The genes associated with hypertension could be genetic risk factors for metabolic syndrome (MetS).

AIM

To determine the frequency of M235T and T174M-AGT, I/D-ACE and A1166C-AGTR1 in hypertensive patients with MetS and to evaluate the relationship between these polymorphisms and central obesity and dyslipidemia, respectively.

MATERIALS AND METHODS

We performed AGT, AGTR1 and ACE genotyping in 56 hypertensive women (24 with MetS) and 71 normotensive women using PCR-RFLP methods and PCR, respectively.

RESULTS

Hypertensive patients carrying the mutated TT235, MM174 and DD genotypes had an 1.53 (p=0.56), 1.78 (p=0.52) and 1.28 (p=0.78)-fold increased risk to develop MetS. Hypertensive carriers of both mutated TT235 and MM174 or TT235 and D/D or TT235 and CC+AC genotypes had an 8.15 (p=0.04), 4.83 (p=0.04) and 10.53 (p=0.05)-fold increased risk to develop MetS. Hypertensive patients with MetS and TT, D/D or CC genotypes had higher body mass index compared to hypertensive patients without MetS (p</=0.05 for all the genotypes).
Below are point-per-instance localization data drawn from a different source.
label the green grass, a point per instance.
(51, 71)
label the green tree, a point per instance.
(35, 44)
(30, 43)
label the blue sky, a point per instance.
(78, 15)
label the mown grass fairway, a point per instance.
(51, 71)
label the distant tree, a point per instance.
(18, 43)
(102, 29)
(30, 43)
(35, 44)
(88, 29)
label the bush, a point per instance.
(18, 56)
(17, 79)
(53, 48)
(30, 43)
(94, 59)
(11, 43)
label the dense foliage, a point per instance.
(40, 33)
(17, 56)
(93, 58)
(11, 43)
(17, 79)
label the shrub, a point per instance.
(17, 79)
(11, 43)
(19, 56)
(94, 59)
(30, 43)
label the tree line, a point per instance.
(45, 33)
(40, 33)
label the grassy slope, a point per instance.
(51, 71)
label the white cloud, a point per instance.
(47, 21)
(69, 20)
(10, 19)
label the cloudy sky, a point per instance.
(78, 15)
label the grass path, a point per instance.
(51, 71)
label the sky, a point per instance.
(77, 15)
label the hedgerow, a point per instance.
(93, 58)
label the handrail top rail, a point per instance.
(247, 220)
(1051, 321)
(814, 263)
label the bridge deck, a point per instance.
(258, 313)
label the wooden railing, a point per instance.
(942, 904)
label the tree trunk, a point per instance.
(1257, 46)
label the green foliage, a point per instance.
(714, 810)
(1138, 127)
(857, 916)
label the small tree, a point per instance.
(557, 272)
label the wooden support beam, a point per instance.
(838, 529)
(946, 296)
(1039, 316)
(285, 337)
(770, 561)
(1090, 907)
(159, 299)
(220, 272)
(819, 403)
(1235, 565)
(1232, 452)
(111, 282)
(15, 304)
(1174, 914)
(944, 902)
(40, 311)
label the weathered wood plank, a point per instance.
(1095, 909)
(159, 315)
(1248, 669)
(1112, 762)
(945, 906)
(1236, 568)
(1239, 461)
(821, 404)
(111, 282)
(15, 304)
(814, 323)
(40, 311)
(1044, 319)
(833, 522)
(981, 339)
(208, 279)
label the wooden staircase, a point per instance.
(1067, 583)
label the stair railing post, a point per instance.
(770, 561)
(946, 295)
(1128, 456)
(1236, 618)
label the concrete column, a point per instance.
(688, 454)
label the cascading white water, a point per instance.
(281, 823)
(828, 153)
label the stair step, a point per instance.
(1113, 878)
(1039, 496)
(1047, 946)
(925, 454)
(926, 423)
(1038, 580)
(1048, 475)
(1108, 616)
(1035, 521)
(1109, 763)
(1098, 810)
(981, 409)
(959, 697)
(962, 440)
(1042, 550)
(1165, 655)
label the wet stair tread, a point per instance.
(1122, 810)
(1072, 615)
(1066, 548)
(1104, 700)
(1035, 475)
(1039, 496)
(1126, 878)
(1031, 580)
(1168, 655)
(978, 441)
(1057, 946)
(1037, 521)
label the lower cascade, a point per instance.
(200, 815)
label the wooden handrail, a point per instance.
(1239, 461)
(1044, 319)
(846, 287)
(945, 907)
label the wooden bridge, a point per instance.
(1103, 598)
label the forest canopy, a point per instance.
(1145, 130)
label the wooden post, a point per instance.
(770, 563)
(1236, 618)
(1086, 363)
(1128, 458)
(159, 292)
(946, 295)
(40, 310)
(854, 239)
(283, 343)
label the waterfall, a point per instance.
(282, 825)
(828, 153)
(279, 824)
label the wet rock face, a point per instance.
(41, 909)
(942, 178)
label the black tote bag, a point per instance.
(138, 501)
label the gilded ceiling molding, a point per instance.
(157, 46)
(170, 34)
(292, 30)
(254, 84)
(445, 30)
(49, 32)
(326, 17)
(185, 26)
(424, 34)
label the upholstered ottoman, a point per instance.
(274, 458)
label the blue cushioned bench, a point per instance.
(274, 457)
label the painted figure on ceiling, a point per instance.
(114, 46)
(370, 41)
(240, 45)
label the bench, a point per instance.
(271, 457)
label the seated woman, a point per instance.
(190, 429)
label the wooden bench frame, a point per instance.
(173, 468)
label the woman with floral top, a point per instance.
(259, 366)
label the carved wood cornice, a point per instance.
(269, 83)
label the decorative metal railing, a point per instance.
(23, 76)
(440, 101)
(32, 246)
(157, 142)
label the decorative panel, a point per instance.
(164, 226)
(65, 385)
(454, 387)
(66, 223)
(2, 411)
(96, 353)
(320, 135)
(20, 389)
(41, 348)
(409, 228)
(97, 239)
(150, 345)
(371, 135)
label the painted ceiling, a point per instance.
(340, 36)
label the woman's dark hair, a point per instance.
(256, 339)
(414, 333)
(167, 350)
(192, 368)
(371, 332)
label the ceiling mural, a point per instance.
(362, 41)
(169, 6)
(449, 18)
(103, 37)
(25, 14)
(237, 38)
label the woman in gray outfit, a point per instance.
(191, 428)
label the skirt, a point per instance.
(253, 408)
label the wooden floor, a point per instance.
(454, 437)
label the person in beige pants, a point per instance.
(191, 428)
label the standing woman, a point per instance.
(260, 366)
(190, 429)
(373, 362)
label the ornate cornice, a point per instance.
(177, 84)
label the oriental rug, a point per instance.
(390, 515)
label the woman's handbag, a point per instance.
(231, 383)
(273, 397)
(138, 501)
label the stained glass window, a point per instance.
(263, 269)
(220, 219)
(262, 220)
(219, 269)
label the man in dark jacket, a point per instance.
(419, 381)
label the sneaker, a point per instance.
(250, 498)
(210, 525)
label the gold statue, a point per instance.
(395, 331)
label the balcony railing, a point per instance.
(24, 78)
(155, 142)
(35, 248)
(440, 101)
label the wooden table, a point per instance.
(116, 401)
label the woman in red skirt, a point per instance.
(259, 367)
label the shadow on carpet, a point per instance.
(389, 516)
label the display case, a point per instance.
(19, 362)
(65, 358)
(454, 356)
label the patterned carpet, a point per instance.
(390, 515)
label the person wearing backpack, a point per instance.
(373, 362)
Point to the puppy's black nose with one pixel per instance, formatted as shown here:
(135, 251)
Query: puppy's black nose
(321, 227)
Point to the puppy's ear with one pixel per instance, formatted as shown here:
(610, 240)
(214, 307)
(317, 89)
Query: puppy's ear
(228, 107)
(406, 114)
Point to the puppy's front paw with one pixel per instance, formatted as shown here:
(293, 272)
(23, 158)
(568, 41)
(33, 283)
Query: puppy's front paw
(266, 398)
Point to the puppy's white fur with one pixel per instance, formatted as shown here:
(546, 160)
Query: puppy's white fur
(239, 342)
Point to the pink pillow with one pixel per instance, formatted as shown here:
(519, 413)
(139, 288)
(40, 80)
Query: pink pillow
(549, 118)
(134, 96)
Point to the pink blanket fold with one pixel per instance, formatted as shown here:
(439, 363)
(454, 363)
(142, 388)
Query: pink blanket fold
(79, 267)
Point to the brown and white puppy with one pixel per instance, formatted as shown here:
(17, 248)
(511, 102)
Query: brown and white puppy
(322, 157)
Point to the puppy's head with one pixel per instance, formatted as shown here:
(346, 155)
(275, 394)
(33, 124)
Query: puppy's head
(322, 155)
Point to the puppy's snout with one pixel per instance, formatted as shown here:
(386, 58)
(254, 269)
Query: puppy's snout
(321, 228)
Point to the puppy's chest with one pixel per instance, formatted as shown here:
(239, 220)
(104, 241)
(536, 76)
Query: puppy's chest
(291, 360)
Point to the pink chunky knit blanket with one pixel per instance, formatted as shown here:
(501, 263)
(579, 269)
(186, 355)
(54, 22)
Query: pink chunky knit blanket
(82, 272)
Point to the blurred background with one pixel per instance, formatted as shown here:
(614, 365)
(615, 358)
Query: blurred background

Hypertensive patients with MetS and TT235, MM174, D/D or CC1166 genotypes had higher triglyceride levels, lower HDL-cholesterol levels and higher waist circumference compared to hypertensive patients without MetS (p</=0.05, except for the association between CC1166 and HDL-cholesterol level).

CONCLUSIONS

The effect of the T174M, I/D and A1166C polymorphisms on MetS may depend on the M235T polymorphism. Among hypertensive subjects with MetS, the presence of TT235, MM174, DD and CC1166 genotypes could be a risk factor for central obesity and dyslipidemia.